PostPosted: Mon Dec 18, 2017 8:16 am
by lock-ed
Martin, not sure if I understood correctly:
I meant to reply "yes, it was a drill-job".
But for next time, I will have a pick ready :)

Thanks for your pictures!
Ed

Re: MartinHewitt's Safe Chronicles

PostPosted: Thu Dec 21, 2017 2:47 am
by Oldfast
Nice pickin'!!

:spinning: How EXCITING!! Lookin' forward to MORE! :spinning:

I haven't a clue when it comes to picking lever locks...
so all the more interesting for me to follow along.

So Martin, I'm curious what you'll run into there in Germany.

Are the majority of safes fitted with key locks rather than
mechanical spin dials then? If so, of the spin dials you do
see, what seems to be the most prevalent there?

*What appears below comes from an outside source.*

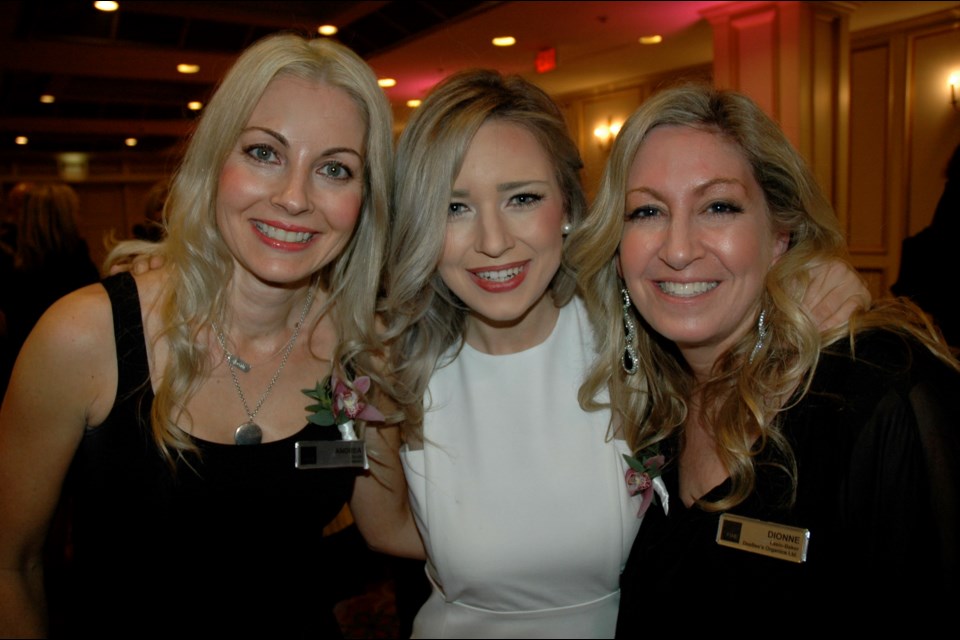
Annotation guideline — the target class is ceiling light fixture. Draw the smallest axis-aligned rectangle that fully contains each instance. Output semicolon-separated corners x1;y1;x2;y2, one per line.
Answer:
947;73;960;111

Re: MartinHewitt's Safe Chronicles

PostPosted: Thu Dec 21, 2017 7:14 am
by MartinHewitt
Thanks, Oldfast!

I think when the US started to be dominated with the combination locks Germany was dominated with key locks. So on the safes from around 1900 practically all have key locks and there can be quite different types. Some like cork screws, some to push, some with hidden bits, some Bramah and many normal lever locks. Until then the dominance of the key lock has been lost and there is a more even occurrence. A lot of the higher security safes - at least after WWII - came with key and mechanical combo. A lot of these key locks are Protector locks and I am not ready to open them. With combination locks I think the most common are La Gard and Kromer. At least that is what I saw so far without seeing to many real safes so far. I think safes are not as common in Germany as in the US.

Re: MartinHewitt's Safe Chronicles

PostPosted: Sun Dec 24, 2017 8:29 pm
by Oldfast
Thanks for painting a picture for me of what's outside of the states here.

Again, looking forward to seeing what you'll be tackling next Martin.

Spin/Pick on my friend!!

Re: MartinHewitt's Safe Chronicles

PostPosted: Mon Dec 25, 2017 11:05 am
by MartinHewitt
Another thing which is different on old German safe is that there are secret mechanics on some/many(?) safes to unlock key hole covers. This is for some kind of added security, but on some also as a design improvement. I have seen one safe which had a rectangular decoration with wooden strips - nothing else. If one part of the wooden strip is moved another is moving to the side to uncover a key hole. When that lock is unlocked another strip is moving to uncover the second key hole.